Monday, May 20, 2013

Pentecost Monday

The liturgy today recalls the Descent of the Holy Ghost on the Apostles; and the Church extends the commemoration of it over eight days. Originally, the feast of Pentecost brought to an end in Rome the fifty days of the Easter celebrations and introduced the fast of the Ember Days of the summer quarter. Afterwards, it became customary to continue the festivity for two more days, the Monday and the Tuesday, and, finally—after the time of Pope St. Leo the Great—it was extended, like the Octave of Easter, through the entire week. The station was at St. Peter in Chains to avoid having two successive stations at the Vatican, and to remind the faithful of the fortitude wherewith the Apostles were endowed by the Holy Ghost on the day of Pentecost. Also, Peter, who once trembled at being questioned about Jesus by a woman, now that he has received the gift of the Holy Ghost, rejoices at being bound with chains for Jesus’ sake.

In the Epistle, several gentiles are touched with grace on hearing Peter’s preaching, and they profess themselves believers in Jesus, the Son of God. The moment is thus come for the Apostle to throw the Church open to the Gentile world. Today’s Gospel shows the immense contrast between God and man. God so loves the world that, in order to save it, He sacrifices His only-begotten Son, while mankind repays this supreme love with utter ingratitude and obstinately chooses darkness rather than light.
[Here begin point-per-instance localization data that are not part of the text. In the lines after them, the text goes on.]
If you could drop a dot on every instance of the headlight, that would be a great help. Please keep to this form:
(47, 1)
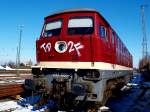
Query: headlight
(61, 46)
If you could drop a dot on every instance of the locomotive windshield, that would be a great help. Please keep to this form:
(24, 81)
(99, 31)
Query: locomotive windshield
(53, 28)
(82, 25)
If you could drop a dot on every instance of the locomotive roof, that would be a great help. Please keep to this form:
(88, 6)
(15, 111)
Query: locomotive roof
(77, 10)
(73, 10)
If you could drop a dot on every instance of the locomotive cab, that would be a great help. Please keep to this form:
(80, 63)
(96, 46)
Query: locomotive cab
(77, 53)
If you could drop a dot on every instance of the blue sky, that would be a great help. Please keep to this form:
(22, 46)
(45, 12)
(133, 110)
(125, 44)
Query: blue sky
(123, 15)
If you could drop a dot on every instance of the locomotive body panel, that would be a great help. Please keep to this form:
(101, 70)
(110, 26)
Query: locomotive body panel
(82, 41)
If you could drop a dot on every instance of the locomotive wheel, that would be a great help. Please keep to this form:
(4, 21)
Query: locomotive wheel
(108, 91)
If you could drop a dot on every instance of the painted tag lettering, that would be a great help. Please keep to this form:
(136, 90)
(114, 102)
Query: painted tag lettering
(71, 46)
(74, 47)
(46, 47)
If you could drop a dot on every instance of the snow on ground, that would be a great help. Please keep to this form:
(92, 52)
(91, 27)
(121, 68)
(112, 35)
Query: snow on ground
(136, 99)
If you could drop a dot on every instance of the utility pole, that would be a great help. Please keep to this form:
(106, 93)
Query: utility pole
(144, 38)
(19, 48)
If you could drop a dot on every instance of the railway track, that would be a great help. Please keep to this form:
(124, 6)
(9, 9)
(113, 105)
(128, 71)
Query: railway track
(10, 90)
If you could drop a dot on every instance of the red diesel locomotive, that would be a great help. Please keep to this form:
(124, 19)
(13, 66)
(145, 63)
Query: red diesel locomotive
(78, 52)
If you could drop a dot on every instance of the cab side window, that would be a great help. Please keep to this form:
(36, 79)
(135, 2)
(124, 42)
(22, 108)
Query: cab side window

The Gift of Piety, or Godliness

The gift of the Fear of God is intended as a cure for our pride; the gift of Godliness (or Piety) is infused into our souls by the Holy Ghost, in order that we may resist self-love, which is one of the passions of our fallen nature, and the second hindrance to our union with God. The heart of a Christian is not made to be either cold or indifferent; it must be affectionate and devoted, otherwise it can never attain the perfection for which God, who is Love, has graciously created it.

The Holy Ghost, therefore, puts the Gift of Godliness into the soul, by inspiring it with a filian affection for her Creator. You have received, says the Apostle, the Spirit of adoption of Sons, whereby we cry to our God, Abba! Father! This disposition enables man to nourish within him a sorrow for his sins, in consideration of the divine mercy which has borne with and forgiven him, and of the Sufferings and Death of his Redeemer. It makes him thirst for God’s glory to spread, and eventually his greatest joy is to see others grow in their love and devotedness in the service of the sovereign Good. He is filled with filial submission to his Heavenly Father, whose every will he is most ready to do.

This devotion to God, which results from the gift of Godliness, and unites the soul to her Creator by filial love, makes her love all God’s creatures, inasmuch as they are the work of his hands and belong to him. His love is not limited to the citizens of heaven; it is extended also to his fellow creatures here on earth, for the gift of Godliness makes him find Jesus in them. He is kind to everyone, without exception. He forgives injuries, bears with the imperfections of others, and where an excuse is possible for his neighbor, he makes it. He has compassion on the poor, and is attentive to the sick. He weeps with those who weep, and rejoices with those who rejoice.

All this is found in those who use the gift of Godliness.